CAUTION: when doing eccentric-emphasized decline crunches, don’t put stress on your back by rounding your back. Keep your shoulders back and your neck in line with your spine at all times, even though this forces you to be working HARD with your abs. That is the point!

If you can’t do this cleanly, safely, and in control of your upper body, you should reduce the length of the lowering phase by a few seconds or do one fewer rep…

let me know how this goes!
Dan

I was doing some weighted ab work last night and it felt uncomfortable. I grabbed a 35lb wieght and put it on my chest for crunches. Also, used it for side bends and Saxxon side bends (which I could barely do). For the Saxxon side bends, should I lower the wieght or was I just fatigued since that was the last exercise I did?

Also, I was messing around with the Vacuum exercise and was not sure of the proper way to do it. Do you just pull in your stomach or actually create a vacuum? With the former, I feel it in my lower/middle abs and the top ones don’t come in. When I do the latter, I feel it in my middle/upper abs and my upper abs actually come in under my ribs (somewhat like Zane but not nearly as much).
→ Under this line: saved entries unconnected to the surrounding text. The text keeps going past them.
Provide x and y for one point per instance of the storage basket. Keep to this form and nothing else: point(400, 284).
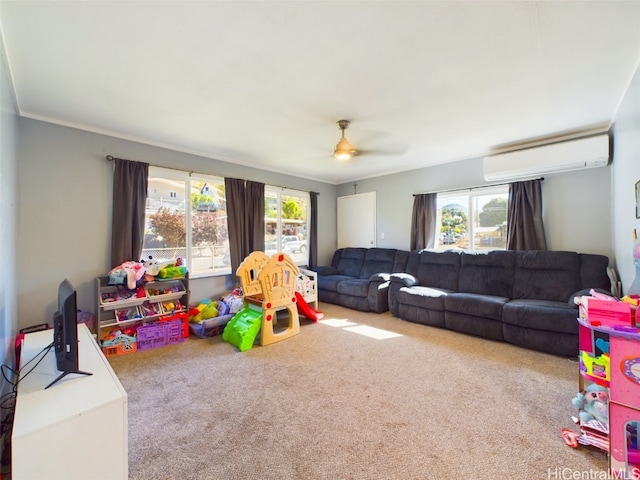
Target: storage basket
point(120, 349)
point(210, 327)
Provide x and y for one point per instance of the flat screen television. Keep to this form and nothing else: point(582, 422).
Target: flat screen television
point(65, 333)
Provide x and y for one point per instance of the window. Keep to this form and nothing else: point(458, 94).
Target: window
point(474, 220)
point(186, 217)
point(286, 223)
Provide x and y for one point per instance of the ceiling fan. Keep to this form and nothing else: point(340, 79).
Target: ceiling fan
point(344, 150)
point(379, 144)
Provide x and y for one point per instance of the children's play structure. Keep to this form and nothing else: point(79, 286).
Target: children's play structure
point(269, 286)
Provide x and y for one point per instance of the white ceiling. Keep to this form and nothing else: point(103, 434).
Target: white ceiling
point(262, 83)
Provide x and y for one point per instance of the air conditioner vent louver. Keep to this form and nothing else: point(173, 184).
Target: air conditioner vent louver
point(589, 152)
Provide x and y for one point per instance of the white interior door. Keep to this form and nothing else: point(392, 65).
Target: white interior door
point(357, 220)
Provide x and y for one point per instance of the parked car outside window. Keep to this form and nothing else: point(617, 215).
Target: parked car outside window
point(294, 243)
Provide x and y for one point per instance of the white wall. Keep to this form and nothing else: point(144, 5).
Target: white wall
point(65, 186)
point(626, 172)
point(8, 224)
point(569, 201)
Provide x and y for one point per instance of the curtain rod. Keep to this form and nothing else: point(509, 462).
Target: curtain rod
point(475, 187)
point(191, 172)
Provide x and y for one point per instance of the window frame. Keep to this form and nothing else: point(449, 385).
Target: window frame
point(189, 179)
point(300, 258)
point(472, 223)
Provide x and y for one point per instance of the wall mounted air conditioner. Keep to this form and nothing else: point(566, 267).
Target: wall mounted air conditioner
point(588, 152)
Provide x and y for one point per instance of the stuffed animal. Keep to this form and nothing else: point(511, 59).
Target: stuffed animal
point(151, 267)
point(127, 273)
point(593, 403)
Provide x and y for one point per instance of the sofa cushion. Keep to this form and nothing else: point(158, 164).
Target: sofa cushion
point(423, 297)
point(331, 282)
point(378, 260)
point(475, 304)
point(438, 269)
point(546, 275)
point(351, 261)
point(355, 287)
point(487, 273)
point(542, 315)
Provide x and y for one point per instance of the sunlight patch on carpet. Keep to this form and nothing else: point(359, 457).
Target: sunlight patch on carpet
point(337, 322)
point(373, 332)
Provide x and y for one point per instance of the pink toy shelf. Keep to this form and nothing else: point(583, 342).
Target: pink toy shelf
point(610, 357)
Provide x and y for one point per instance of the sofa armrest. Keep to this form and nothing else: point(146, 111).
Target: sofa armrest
point(379, 277)
point(406, 279)
point(326, 270)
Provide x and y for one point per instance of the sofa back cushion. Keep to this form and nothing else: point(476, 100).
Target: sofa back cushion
point(593, 271)
point(400, 262)
point(435, 269)
point(349, 261)
point(489, 273)
point(378, 260)
point(546, 275)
[quote]thoughts1053 wrote:
Also, used it for side bends and Saxxon side bends (which I could barely do). For the Saxxon side bends, should I lower the wieght or was I just fatigued since that was the last exercise I did?[/quote]

Read through some articles and saw that with Saxxon bends, you need to lower the weight. It is suprising how little weight needs to be used.

For vacuums, my trainer taught me to visualize trying to touch my navel to my spine. Easy enough to this in your car as you’re driving.